Date of Award

5-2025

Document Type

Dissertation

Degree Name

Doctor of Philosophy (PhD)

Department

Healthcare Genetics

Committee Chair/Advisor

Janice Withycombe

Committee Member

Luigi Boccuto

Committee Member

Diana Ivankovic

Committee Member

Yu-Bo Wang

Abstract

Non-small lung cancer (NSCLC) accounts for 85% of lung cancer cases, and Kirsten rat sarcoma viral oncogene homolog (KRAS), Serine/Threonine Kinase 11 (STK11), and SWI/SNF-related, matrix-associated, actin-dependent regulator of chromatin, subfamily A, member 4 (SMARCA4) mutations and co-mutations have been increasingly recognized for their potential prognostic significance. However, clear knowledge gaps remain regarding which treatments should be selected for patients who present clinically with KRAS/STK11 or KRAS/SMARCA4 co-mutations, as outlined in Chapter 1. Despite significant clinical development advancements in immunotherapy and targeted therapy, a deeper understanding of the influence of these genomic subtypes is necessary to refine precision medicine strategies for clinicians who manage and treat lung cancer patients. Moreover, the five-year survival rates from 2014-2020 remain low for lung cancer patients, with a five-year survival rate of approximately 27% for all stages combined.

This dissertation aimed to investigate the genomic landscape of KRAS, STK11, and SMARCA4 mutations and co-mutations in NSCLC while assessing their prognostic impact on patient survival outcomes. Given the mixed findings in the current literature regarding treatment analyses with specific genomic co-mutations subtypes, this cohesive work integrated two extensive critical reviews (Chapters 2 & 3) and a real-world evidence (RWE) multivariate analysis (Chapter 4) utilizing the AACR GENIE BPC database to evaluate the survival outcomes of these aforementioned mutations and co-mutations.

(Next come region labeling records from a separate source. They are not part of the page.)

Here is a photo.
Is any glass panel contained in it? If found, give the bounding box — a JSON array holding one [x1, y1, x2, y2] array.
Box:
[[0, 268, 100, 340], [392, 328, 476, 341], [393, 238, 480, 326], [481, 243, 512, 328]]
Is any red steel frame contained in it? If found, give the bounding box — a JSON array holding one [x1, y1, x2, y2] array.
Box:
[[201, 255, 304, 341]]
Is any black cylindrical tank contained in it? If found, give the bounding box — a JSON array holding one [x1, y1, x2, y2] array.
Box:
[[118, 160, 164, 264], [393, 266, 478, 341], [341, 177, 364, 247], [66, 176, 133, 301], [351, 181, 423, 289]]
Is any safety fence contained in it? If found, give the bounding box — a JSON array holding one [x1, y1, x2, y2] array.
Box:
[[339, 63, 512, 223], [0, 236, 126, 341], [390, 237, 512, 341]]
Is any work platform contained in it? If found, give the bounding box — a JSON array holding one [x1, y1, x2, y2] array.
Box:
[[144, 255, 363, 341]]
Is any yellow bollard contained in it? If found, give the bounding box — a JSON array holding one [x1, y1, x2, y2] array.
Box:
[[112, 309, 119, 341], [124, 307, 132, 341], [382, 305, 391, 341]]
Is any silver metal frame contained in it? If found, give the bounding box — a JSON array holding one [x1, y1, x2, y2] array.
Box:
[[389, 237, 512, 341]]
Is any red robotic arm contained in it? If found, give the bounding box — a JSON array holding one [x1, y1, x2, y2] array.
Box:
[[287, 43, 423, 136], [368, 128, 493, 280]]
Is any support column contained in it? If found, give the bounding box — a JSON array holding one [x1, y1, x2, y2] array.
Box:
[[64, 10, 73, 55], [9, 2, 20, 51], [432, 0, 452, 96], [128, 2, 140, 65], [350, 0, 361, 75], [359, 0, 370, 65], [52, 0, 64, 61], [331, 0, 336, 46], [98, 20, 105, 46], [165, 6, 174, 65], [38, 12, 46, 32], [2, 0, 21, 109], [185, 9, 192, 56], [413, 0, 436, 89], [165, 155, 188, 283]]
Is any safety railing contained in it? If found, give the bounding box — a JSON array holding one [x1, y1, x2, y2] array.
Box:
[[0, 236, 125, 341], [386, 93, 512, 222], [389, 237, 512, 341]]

The critical review in Chapter 2 highlighted the clinical studies that have elucidated the potential prognostic and predictive implications of KRAS mutations, STK11 mutations, or KRAS/STK11 co-mutations when treating metastatic NSCLC across various types of treatments (e.g., immune checkpoint inhibitors [ICIs]). Overall, KRAS mutations were associated with poor prognoses and were determined to be a valid but weak prognostic biomarker among patients diagnosed with NSCLC. In addition, KRAS mutations in NSCLC showed mixed results as a predictive clinical biomarker for immune checkpoint inhibitor treatment. Concerning STK11 mutations, the studies in this review demonstrated that they are prognostic and show mixed results as predictive biomarkers for ICI therapy. However, KRAS/STK11 co-mutations in NSCLC may predict primary resistance to ICI.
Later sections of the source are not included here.